Is Bitcoin Losing Tractions with Institutional Investors?
Bitcoin was trading at $3,565 at press time, down over 80 percent from its record high. Interestingly, Bitcoin hit its record high exactly a year ago. The currency has had many retail traders in panic mode after almost testing the $3,000 level recently. And according to researchers at US’ largest bank, institutional investors are just as panicky.
In a research note seen by Bloomberg, the bank cited the prolonged slump in prices as the biggest concern for these investors.
Participation by financial institutions in Bitcoin trading appears to be fading. Key flow metrics have downshifted dramatically, including in futures markets and in average volumes.
In 2017, interest from well-funded global conglomerates in Bitcoin was applauded by the crypto community. This was viewed as the all-important step that would legitimize Bitcoin in the eyes of the masses. The deep pockets these investors brought with them was also quite welcome.
This interest is waning. As revealed by the bank, open interest on Cboe’s Bitcoin futures has hit its lowest level since the futures launched a year ago. It’s not any different on CME either, with the platform experiencing the bottom of its range this year.
The daily median transaction size has also taken quite a hit, signaling a decline in deep-pocketed investors. When Bitcoin was trading at record highs last year, the median transaction size stood at $5,000. It has dropped by 96 percent and currently stands below $160.
The research note also noted that Bitcoin hasn’t been the only casualty. However, the other cryptos have suffered disproportionately, with some feeling the heat more than others.
Deserting the Marketing or Changing Strategy?
While JP’s research indicates that investors are deserting the market, Diar’s research indicates a shift in strategy.
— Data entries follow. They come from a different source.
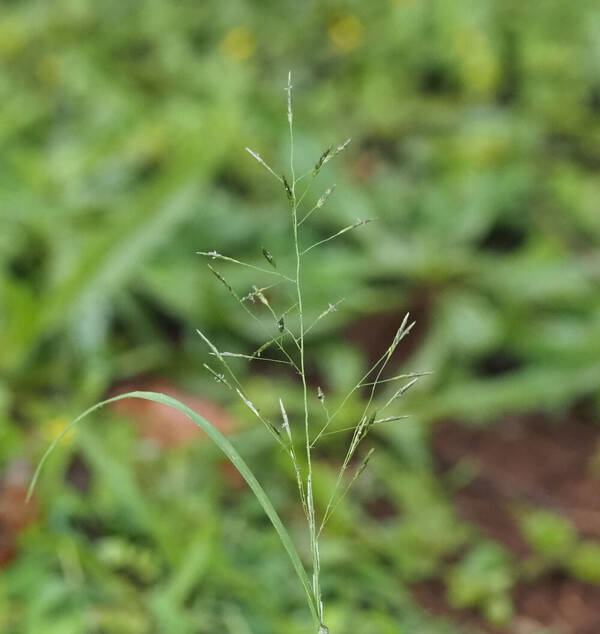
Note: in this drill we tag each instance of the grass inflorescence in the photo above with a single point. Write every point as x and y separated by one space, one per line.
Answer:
285 344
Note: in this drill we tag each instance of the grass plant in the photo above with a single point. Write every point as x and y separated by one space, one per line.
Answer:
286 334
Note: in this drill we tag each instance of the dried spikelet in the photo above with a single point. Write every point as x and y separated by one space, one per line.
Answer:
323 199
288 89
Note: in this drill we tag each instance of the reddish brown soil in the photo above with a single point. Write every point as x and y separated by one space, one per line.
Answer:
539 463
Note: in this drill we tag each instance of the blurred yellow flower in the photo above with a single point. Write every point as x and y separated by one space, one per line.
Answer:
239 44
55 426
346 33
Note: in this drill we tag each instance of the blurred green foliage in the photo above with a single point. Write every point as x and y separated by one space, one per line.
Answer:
476 142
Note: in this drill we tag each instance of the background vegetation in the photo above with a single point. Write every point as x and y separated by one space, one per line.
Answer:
476 141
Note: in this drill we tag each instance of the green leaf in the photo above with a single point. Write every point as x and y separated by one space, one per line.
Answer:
229 450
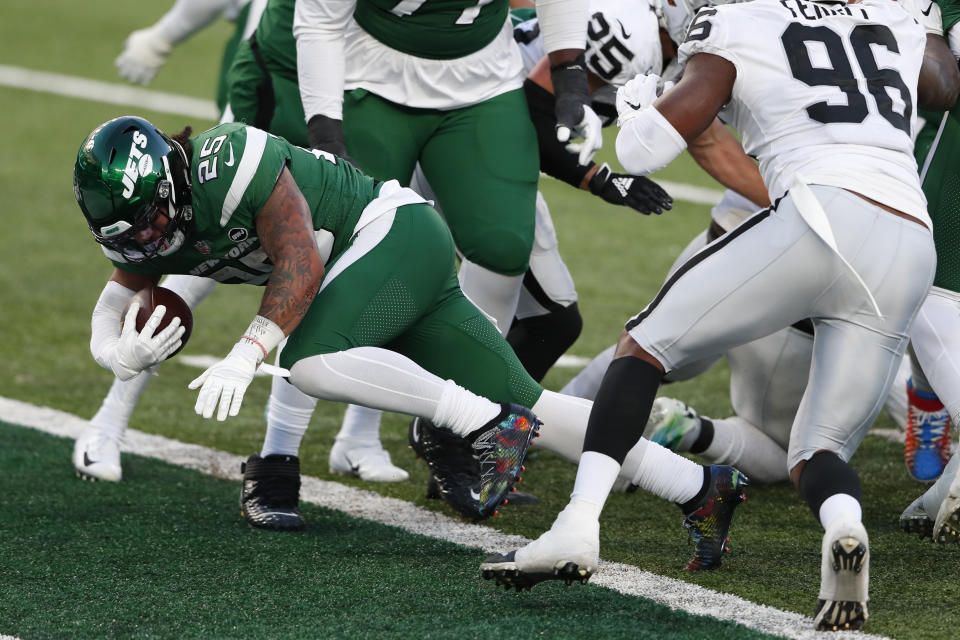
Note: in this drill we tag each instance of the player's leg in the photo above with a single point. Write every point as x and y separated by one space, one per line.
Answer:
856 356
547 321
482 163
96 453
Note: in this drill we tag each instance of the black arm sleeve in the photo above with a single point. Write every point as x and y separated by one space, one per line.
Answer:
555 160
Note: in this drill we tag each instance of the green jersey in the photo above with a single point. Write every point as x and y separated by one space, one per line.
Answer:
234 169
937 152
435 29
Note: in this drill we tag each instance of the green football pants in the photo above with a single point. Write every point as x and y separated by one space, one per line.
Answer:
482 162
402 295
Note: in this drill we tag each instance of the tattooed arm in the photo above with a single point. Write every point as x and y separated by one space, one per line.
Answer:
285 229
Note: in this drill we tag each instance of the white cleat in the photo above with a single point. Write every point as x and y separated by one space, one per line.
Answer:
844 577
96 455
568 551
367 461
946 528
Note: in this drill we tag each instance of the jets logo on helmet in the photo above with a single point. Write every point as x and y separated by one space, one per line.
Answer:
127 174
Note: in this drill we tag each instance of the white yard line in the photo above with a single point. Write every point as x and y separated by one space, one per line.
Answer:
161 102
623 578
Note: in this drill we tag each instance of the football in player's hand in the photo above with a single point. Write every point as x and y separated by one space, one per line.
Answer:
152 297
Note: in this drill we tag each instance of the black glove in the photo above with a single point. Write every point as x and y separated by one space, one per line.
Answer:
572 92
637 192
326 134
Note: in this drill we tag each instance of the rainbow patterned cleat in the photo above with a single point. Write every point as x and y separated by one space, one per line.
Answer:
475 475
926 448
709 522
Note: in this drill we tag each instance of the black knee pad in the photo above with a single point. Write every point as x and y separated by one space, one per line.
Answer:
541 340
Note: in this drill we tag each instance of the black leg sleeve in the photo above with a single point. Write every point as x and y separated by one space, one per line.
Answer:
825 475
622 407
The blockchain and crypto research firm concluded that these investors are turning to OTC platforms such as Coinbase’s which witnessed a 20 percent hike in trading volume this year. In contrast, Grayscale’s Bitcoin Investment Trust (GBTC) witnessed a 35 percent decrease this year.
Some crypto and trading experts have also stated their belief that institutional investors are accumulating as the retail investors dump their crypto assets. One of these is Jake Chervinsky, a securities litigations lawyer with New York-based global law firm Kobre & Kim LLP. He recently stated:
Investors, with Bitcoin trading under $4,000:
Retail: “should I sell and buy back lower? should I open a short? should I just give up? is it going to zero? was this whole crypto thing a scam after all?” 📉😱
Institutions: “please keep selling us cheap Bitcoin. thank you.” 😆💰
— Jake Chervinsky (@jchervinsky) November 25, 2018
However, as revealed by Diar, the slowdown could be a combination of both diminishing interest and a rising popularity of OTC markets. With Bakkt set to launch in a month’s time, the market will get a better measure of institutional interest in Bitcoin.